Does Mediation Do Justice?


I presided over two tough employment cases this past week. In both cases, neither Manager/owner nor claimant/employee were American born. In both, claimants were very young, very attractive women/girls in their early 20's working for the first time in this Country. Like many cases in California,the employers failed to adhere to strict wage and hour laws and were accused of sexual harassment. Although the employer/managers were in each instance either ignorant of or intentionally ignoring the strict laws of employment, there was no allegation of any intent to harm.

In the second case, after the settlement was reached, the owner posed a probing, rhetoric question to me: "Is there no justice in this Country?" I had to take a deep breath and reflect upon this. The truth is, I don't profess to be after achieving justice. I see that as the province of judges and juries. And sometimes I don't even think the laws are just as they apply to the facts of a particular case. Yet, I hope that in most cases which I mediate, some rough justice is achieved through agreement as to the likely result in court v. pre-trial. Maybe that's different than "fair". I'm also reflective about men and their flirtatious nature, and young, attractive women, and the extra protections they are afforded. Without protest or actual harm (there were no claims of improper touching, for example, in either case--just flirtatious gestures, words and suggestions) these young women do have legitimate and valuable claims for monetary damages for being the recipient of what in many countries and cultures is considered to be flirtatious banter. In Europe, for example, affairs are commonplace and even political figures are not criticized for their well known mistresses and womanizing. Here, the allegations amounted to sufficiently egregious behavior to call for damages. Here, the conduct is not tolerated, especially in the workplace, even though it's common in other cultures and in many other settings than the workplace. A curious thing, justice.

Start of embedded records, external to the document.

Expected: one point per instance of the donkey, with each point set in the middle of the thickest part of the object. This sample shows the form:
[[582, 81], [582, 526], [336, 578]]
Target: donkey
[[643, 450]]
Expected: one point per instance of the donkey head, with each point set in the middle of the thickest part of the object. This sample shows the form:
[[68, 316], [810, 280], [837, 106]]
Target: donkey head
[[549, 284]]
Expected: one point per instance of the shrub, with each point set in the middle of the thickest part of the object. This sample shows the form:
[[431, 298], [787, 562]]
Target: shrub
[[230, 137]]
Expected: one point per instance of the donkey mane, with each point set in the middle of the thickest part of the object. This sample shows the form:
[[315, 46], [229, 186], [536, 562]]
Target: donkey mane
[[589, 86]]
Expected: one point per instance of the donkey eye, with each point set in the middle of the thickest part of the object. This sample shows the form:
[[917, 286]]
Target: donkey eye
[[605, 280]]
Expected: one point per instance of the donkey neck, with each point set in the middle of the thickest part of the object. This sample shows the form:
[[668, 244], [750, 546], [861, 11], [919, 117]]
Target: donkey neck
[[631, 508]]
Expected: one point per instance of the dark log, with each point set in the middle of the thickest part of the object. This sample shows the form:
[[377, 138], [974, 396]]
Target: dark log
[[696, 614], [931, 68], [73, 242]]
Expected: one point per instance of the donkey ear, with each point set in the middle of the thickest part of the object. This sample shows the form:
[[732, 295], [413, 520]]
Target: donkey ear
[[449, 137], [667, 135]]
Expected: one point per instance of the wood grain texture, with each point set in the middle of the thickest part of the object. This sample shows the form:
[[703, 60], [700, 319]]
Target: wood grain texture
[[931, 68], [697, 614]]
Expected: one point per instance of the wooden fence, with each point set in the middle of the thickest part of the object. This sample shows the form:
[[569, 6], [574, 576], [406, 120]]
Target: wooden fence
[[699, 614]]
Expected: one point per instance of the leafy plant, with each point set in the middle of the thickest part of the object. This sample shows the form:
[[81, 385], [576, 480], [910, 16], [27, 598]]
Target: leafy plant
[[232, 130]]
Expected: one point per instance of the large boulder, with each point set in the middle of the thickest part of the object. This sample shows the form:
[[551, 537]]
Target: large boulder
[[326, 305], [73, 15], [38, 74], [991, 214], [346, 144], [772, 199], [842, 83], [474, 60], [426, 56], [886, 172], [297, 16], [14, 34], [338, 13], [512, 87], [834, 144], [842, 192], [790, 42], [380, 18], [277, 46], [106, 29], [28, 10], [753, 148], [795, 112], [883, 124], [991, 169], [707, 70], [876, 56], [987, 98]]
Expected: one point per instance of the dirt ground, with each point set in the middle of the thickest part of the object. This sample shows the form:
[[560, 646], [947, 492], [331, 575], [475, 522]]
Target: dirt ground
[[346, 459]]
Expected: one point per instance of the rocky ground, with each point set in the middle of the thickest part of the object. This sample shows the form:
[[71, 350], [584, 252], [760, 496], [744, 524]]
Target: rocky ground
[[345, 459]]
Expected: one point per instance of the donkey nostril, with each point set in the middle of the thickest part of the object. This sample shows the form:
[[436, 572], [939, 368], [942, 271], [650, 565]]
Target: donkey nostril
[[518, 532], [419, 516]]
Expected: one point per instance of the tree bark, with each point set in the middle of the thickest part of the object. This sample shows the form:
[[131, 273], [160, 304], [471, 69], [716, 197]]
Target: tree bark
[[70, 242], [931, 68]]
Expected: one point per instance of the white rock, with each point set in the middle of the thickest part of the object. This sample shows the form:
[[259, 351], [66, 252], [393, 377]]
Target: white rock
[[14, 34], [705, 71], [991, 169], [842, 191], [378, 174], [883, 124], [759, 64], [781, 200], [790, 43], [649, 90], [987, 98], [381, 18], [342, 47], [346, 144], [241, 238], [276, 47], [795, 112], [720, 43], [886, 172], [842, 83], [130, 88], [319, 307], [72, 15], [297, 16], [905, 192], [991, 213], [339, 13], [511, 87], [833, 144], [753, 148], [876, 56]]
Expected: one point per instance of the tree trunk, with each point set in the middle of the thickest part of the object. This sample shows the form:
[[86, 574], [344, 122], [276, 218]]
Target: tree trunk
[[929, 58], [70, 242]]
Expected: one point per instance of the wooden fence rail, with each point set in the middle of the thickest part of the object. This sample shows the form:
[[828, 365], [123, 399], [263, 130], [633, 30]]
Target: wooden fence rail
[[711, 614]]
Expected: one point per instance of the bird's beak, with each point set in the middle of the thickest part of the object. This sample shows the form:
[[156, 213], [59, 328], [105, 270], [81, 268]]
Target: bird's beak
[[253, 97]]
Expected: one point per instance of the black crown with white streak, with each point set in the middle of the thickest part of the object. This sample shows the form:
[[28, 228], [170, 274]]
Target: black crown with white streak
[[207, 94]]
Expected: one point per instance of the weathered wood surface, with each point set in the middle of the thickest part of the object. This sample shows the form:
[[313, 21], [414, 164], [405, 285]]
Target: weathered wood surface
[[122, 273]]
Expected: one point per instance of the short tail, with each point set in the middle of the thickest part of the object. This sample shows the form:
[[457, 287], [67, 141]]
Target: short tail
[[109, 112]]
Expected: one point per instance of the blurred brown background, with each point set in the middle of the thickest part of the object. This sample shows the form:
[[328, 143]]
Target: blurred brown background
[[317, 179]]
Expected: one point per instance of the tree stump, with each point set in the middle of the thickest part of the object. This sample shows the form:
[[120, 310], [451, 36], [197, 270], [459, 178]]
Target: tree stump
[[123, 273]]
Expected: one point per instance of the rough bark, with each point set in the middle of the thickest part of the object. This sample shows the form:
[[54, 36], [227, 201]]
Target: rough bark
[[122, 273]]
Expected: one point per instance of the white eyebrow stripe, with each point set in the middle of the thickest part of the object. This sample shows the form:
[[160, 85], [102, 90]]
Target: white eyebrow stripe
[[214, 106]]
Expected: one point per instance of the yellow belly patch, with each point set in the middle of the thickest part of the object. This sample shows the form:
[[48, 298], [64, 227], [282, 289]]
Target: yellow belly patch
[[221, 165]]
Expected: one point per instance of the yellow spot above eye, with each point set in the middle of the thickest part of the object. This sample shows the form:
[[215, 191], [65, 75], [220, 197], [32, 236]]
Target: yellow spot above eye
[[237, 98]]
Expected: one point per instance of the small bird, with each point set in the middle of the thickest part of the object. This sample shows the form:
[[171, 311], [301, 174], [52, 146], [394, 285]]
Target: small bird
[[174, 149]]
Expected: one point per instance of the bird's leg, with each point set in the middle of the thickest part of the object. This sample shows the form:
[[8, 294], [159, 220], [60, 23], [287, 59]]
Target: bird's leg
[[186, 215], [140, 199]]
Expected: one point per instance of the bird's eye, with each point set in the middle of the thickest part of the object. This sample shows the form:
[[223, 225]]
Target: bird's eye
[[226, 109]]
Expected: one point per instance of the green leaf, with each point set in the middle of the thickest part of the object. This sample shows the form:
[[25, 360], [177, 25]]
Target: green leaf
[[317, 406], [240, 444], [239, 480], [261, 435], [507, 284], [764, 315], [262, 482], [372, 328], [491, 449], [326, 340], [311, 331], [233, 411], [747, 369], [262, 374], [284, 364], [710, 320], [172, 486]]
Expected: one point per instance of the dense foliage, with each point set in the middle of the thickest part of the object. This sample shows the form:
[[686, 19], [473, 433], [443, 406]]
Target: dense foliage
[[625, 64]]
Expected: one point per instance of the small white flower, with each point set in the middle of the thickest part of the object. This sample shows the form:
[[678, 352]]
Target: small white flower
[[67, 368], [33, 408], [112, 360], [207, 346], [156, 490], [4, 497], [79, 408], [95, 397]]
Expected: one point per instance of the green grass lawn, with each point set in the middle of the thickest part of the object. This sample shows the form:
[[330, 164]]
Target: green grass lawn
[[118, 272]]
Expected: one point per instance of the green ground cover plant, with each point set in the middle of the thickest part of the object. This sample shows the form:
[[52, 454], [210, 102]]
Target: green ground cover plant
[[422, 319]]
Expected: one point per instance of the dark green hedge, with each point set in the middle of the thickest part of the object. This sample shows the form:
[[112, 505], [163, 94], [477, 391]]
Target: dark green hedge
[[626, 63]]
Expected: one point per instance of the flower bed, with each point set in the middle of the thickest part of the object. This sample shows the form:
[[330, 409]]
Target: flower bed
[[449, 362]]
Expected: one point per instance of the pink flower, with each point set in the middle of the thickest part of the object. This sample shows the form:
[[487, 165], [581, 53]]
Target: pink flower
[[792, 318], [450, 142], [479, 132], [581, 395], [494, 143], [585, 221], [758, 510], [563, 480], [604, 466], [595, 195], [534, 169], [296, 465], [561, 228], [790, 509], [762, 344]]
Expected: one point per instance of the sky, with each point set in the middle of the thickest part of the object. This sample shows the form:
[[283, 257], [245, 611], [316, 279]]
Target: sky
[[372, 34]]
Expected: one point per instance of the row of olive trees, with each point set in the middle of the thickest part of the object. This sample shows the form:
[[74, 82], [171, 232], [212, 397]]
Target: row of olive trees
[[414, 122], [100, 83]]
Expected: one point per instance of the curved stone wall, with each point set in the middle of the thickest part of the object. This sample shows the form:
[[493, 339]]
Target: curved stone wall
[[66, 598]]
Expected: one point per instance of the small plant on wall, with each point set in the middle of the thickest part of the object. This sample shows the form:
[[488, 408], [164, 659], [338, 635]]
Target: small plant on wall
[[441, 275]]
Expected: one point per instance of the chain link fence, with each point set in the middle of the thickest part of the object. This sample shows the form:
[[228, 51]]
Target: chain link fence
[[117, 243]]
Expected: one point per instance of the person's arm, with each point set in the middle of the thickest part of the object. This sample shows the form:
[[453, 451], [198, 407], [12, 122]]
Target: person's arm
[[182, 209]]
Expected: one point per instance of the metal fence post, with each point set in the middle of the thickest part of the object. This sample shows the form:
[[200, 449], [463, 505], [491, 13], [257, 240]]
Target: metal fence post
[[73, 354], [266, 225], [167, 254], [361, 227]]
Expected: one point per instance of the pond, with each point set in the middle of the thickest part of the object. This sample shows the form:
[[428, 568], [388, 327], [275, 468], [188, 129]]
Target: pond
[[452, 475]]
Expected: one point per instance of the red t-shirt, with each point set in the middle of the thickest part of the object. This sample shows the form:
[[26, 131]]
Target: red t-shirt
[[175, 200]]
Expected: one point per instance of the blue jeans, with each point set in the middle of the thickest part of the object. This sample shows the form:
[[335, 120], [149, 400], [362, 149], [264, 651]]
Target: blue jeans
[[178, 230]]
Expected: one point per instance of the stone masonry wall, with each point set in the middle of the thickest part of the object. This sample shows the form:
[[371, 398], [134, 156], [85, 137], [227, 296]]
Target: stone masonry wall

P.S. For those readers who are curious, that Subpoena has not materialized yet...but my insurance carrier has my claim form waiting just in case!

Saturday, October 17, 2009

Duties to Clients or Country?

Well, here it comes. I'm about to receive a Subpoena in a U.S. District Court Case which didn't settle and went to trial for my mediation notes. I've been talking to the lawyers all week. Up until now, I considered them to be my "clients" (together with their clients, none of whom I met at the hearing). I didn't see any obligation to produce notes (and I didn't keep them) of the confidential negotiations, but I also didn't see any harm in making ex parte communications as to how I recalled the negotiation going. (No offers no demands, the parties, 18 months ago, were too far apart to settle absent a whole lot of discovery and investigation into an alleged civil rights/police false arrest case). So I told the lawyers what I remembered and that I had no notes. Next best? My testimony! Not going to do it, but it will cost me some in quashing the subpoena or hiring someone to make a special appearance to advise the court of why I'm not going to testify. What a country! I'm pretty confident that the confidentiality clause will be upheld and I won't be required to testify or produce notes, but the process for that response is sure still elusive. Also, the Federal Judges in our District don't seem to appreciate the sanctity of the negotiation process in the same way as State Court Judges. This isn't the first time a mediator in our local area has been asked to testify about the negotiations. What a mess!